For me, having more bitcoin is still a priority. Even if it comes in the form of wrapped bitcoin in a kingdom with CUB. In the end, that CAN be taken out of the pool and unwrapped for real bitcoin.
Of course there is impermanent loss. And both tokens can fluctuate wildly. But if you're ok holding more of either tokens at the end, it doesn't matter. I wouldn't recommend someone to match the CUB amount by wrapping real bitcoin on BSC and adding it to the CUB-BTCb kingdom, unless you know what you are doing. You may cry for that bitcoin if impermanent loss kicks in to the opposite direction. You can instead buy some BTCb with CUB (or better yet with a different token you hold but aren't very fond of, or have in excess) to get this started.
Cub Kingdoms aren't released yet. They will be in a week or so, says Khal. But it's important to know what to expect.
More kingdoms will follow, that's very likely.
There are two important benefits of using Cub Kingdoms, as far as I can tell:
- they harvest rewards and compound 50-50% without human intervention, other than at the beginning or if you want to add or remove liquidity manually
- automation prevents lack of focus and the desire followed by action to be all over the place
Leo Bridge
Khal made sure that we understand depth on the liquidity of wLeo and bLeo pools needs to be sufficient (read "increase") to be able to sustain Leo Bridge when it scales.
Here's the key quote:
As LeoBridge scales, the value of LEO held in the wLEO / bLEO pools will need to increase. This is likely to come from a mix of price appreciation and the actual flow of LEO tokens to both pools.

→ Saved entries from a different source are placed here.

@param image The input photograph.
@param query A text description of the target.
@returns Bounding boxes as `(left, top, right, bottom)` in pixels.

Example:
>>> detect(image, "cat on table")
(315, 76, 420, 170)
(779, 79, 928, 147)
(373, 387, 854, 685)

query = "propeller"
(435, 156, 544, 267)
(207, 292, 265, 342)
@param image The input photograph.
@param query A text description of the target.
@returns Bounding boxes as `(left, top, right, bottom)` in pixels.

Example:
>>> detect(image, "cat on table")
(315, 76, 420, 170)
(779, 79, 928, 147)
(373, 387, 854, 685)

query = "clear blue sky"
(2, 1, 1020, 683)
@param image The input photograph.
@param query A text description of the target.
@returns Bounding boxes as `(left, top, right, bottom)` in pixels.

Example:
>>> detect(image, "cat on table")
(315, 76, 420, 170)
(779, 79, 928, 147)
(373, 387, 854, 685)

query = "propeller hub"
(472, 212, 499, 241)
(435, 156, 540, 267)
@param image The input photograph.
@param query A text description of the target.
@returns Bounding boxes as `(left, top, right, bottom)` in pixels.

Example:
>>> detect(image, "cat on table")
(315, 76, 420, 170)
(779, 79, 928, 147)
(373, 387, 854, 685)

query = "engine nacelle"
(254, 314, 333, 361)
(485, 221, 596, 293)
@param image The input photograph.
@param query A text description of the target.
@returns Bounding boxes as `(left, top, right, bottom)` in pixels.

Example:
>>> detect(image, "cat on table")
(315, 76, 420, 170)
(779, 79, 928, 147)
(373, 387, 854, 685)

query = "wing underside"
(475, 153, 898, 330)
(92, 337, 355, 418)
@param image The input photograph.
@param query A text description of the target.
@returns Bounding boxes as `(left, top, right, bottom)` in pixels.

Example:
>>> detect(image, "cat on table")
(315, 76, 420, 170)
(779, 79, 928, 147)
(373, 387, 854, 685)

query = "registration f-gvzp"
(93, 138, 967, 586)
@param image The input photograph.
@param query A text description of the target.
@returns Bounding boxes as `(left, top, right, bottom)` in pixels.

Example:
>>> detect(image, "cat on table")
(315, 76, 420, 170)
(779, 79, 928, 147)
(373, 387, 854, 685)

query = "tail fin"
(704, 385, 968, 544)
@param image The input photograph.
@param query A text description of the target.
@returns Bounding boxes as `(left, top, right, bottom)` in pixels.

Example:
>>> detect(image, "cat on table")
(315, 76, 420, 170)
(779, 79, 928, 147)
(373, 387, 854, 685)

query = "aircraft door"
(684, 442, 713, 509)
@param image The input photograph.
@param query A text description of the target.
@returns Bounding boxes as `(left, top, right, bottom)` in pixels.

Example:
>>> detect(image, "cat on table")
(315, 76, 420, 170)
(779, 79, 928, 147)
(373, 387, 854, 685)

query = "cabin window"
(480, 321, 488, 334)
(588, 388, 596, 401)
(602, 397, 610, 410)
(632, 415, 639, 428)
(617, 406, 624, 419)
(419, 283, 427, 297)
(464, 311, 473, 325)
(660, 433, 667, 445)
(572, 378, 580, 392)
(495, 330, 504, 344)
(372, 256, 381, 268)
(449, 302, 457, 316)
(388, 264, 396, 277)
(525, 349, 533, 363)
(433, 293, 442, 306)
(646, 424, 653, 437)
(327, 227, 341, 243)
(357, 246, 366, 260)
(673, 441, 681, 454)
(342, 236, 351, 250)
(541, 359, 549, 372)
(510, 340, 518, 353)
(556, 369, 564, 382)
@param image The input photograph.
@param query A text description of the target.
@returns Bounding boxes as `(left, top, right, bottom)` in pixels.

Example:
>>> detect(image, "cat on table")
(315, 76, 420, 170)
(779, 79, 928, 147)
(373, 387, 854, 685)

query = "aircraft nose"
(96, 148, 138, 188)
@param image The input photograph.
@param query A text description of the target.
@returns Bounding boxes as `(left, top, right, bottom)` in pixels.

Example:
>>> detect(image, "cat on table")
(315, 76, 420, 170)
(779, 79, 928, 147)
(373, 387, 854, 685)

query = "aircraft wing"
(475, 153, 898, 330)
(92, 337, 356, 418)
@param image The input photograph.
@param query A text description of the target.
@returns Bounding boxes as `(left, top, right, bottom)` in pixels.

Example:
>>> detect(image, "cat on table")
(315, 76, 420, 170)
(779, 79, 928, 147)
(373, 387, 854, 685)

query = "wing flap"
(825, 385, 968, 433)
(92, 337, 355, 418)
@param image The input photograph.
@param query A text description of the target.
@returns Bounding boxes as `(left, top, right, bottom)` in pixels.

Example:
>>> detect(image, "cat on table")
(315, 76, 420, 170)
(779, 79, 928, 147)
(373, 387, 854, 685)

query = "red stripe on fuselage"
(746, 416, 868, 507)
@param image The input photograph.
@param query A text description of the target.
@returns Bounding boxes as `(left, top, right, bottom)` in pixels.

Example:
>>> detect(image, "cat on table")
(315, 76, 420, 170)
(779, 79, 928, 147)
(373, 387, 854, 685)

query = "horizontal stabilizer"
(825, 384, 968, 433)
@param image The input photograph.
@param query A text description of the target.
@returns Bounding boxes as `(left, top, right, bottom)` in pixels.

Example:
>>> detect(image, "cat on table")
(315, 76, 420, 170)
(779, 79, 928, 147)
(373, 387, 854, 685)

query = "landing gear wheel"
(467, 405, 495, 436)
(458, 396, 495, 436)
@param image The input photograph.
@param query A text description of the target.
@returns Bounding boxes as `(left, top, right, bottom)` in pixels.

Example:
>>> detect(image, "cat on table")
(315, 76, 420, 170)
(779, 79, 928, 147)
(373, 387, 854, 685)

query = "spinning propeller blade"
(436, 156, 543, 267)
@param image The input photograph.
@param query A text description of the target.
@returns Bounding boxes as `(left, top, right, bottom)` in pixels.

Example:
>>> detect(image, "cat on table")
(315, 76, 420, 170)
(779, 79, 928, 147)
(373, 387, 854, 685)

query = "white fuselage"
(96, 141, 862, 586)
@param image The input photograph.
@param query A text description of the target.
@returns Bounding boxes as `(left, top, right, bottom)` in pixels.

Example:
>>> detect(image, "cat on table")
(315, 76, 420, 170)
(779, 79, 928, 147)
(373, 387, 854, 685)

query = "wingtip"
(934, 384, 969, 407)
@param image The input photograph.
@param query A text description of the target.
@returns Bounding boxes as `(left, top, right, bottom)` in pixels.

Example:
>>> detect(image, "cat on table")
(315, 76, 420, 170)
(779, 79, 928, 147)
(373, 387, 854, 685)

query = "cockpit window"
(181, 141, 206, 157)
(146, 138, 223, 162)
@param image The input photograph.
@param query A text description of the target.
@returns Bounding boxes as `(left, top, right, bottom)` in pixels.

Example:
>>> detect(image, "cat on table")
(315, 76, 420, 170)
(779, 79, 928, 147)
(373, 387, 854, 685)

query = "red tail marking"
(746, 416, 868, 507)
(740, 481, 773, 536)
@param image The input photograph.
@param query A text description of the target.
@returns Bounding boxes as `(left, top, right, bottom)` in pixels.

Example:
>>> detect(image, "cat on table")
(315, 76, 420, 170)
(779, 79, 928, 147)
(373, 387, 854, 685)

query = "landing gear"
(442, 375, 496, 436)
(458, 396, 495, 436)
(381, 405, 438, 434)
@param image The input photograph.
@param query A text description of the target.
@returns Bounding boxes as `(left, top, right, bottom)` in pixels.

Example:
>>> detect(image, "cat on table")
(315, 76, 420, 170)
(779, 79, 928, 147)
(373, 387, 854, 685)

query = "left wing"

If LEO price goes up as a result of Leo Bridge (without even considering burning fees), I believe all holders will be excited.

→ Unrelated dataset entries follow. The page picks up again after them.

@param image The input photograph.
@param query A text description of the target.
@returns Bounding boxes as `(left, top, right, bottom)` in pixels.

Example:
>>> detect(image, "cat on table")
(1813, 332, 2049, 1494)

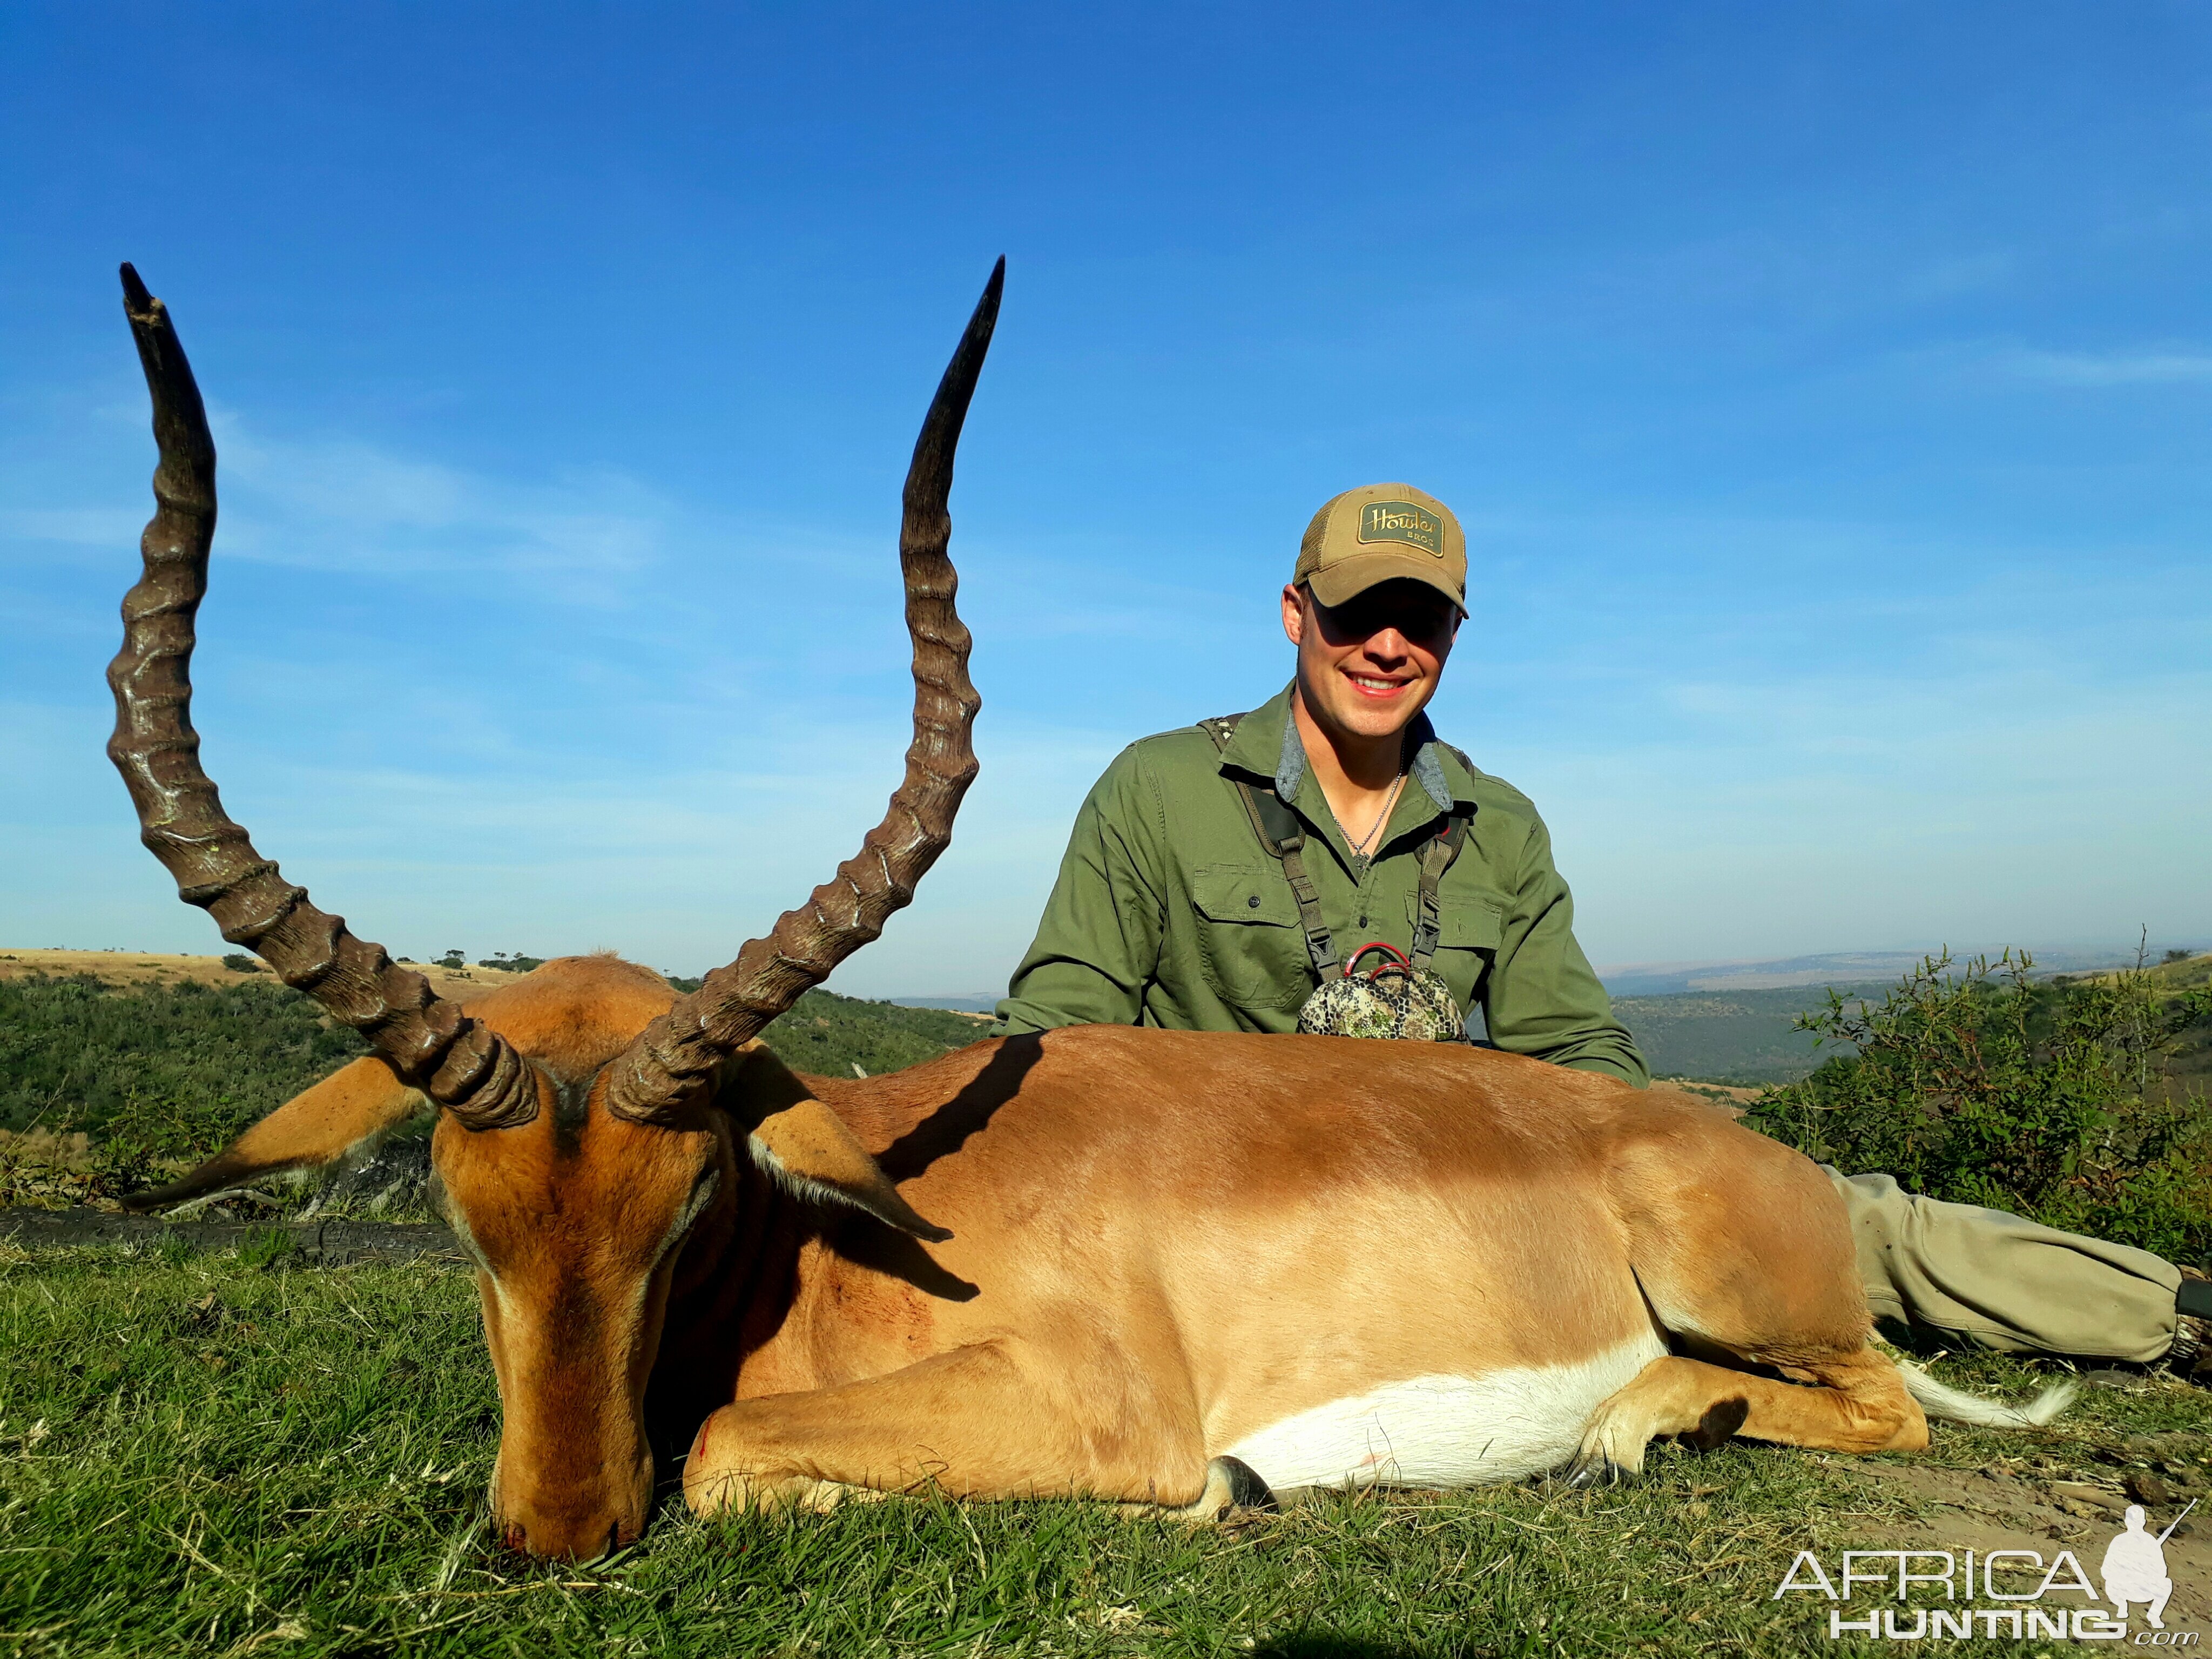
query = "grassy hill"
(1614, 953, 2212, 1088)
(0, 966, 986, 1158)
(0, 974, 369, 1149)
(676, 980, 990, 1078)
(7, 947, 2201, 1161)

But there is the second part too.
the actual flow of LEO tokens to both pools.
Will the flow of LEO tokens towards both pools increase or people will prefer to keep LEO staked on the blogging platform? Or will Ethereum liquidity migrate towards BSC? Very important aspects to consider.

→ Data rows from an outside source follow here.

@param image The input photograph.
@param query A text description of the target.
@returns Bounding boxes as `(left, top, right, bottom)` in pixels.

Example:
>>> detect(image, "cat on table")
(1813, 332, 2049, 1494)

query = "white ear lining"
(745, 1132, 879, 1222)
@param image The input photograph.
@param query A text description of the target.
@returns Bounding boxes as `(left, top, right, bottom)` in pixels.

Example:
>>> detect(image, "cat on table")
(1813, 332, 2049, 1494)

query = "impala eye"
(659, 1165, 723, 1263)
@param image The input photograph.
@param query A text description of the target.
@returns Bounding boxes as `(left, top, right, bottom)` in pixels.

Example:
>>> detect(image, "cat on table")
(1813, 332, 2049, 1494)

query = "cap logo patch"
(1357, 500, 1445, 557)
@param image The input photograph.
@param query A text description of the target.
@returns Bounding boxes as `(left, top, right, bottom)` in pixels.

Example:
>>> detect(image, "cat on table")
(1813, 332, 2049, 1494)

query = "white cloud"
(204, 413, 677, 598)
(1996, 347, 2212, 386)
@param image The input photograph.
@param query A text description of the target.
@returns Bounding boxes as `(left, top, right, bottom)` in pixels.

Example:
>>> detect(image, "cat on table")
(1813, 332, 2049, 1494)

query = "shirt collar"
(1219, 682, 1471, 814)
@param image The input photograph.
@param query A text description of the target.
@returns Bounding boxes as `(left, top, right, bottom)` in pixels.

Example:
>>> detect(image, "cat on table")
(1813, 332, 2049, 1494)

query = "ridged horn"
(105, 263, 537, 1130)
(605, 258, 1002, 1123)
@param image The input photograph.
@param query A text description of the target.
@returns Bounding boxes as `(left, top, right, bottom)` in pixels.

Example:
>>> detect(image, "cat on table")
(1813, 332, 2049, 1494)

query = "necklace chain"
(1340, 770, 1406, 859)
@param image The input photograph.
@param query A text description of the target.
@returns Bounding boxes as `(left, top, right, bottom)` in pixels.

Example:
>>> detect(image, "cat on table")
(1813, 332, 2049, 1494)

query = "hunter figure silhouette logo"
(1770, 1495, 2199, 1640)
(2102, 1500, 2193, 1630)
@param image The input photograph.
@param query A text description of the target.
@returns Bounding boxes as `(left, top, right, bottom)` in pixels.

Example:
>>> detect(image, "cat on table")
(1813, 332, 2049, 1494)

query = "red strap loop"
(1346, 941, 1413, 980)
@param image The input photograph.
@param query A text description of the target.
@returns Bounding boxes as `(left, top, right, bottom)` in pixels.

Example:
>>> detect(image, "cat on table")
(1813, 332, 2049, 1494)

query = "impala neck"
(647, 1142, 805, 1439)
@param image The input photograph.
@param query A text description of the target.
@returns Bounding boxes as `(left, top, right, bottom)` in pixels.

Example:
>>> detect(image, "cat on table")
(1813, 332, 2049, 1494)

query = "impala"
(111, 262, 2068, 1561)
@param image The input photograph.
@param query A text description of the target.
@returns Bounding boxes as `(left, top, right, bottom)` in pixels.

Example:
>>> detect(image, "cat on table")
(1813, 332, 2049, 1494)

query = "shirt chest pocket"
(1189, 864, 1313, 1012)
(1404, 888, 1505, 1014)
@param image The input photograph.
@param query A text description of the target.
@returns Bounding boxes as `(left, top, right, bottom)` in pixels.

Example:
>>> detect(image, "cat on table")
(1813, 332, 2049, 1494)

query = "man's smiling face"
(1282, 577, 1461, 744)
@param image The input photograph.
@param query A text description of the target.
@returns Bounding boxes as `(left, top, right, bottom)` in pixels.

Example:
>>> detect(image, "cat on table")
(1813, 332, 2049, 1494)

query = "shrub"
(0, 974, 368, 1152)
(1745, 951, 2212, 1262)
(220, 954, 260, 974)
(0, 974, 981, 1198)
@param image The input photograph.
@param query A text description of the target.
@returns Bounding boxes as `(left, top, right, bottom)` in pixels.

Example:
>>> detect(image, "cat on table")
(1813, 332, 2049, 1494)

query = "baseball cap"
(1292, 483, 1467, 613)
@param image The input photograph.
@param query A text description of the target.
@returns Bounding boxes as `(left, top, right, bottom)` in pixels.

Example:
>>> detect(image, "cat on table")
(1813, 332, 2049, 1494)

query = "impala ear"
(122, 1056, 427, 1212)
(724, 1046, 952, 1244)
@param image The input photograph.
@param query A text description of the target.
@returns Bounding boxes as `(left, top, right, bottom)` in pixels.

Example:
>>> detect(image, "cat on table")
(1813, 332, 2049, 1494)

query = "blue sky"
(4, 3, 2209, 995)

Personally, I'll add more to bLeo-BNB pool as rewards come, but my amounts are not that significant. I don't have the kind of LEO that would justify adding it to Ethereum.
Updates to Farms and Dens
Personally, I understand the updates. Focusing on CUB and highly used pools/dens makes sense. And there will be more ways to use CUB going forward, regardless whether the price goes to $30 or not.
One sink is to buy the matching 50% token for the pools where CUB is part of. Same goes for the coming kingdoms.
Another is to buy BNB for fees.
Another is to buyback the tokens taken as deposit fees.
You'll need more CUB as you'll have more ways to spend it. Higher multipliers on CUB farms/dens takes that into consideration, I believe.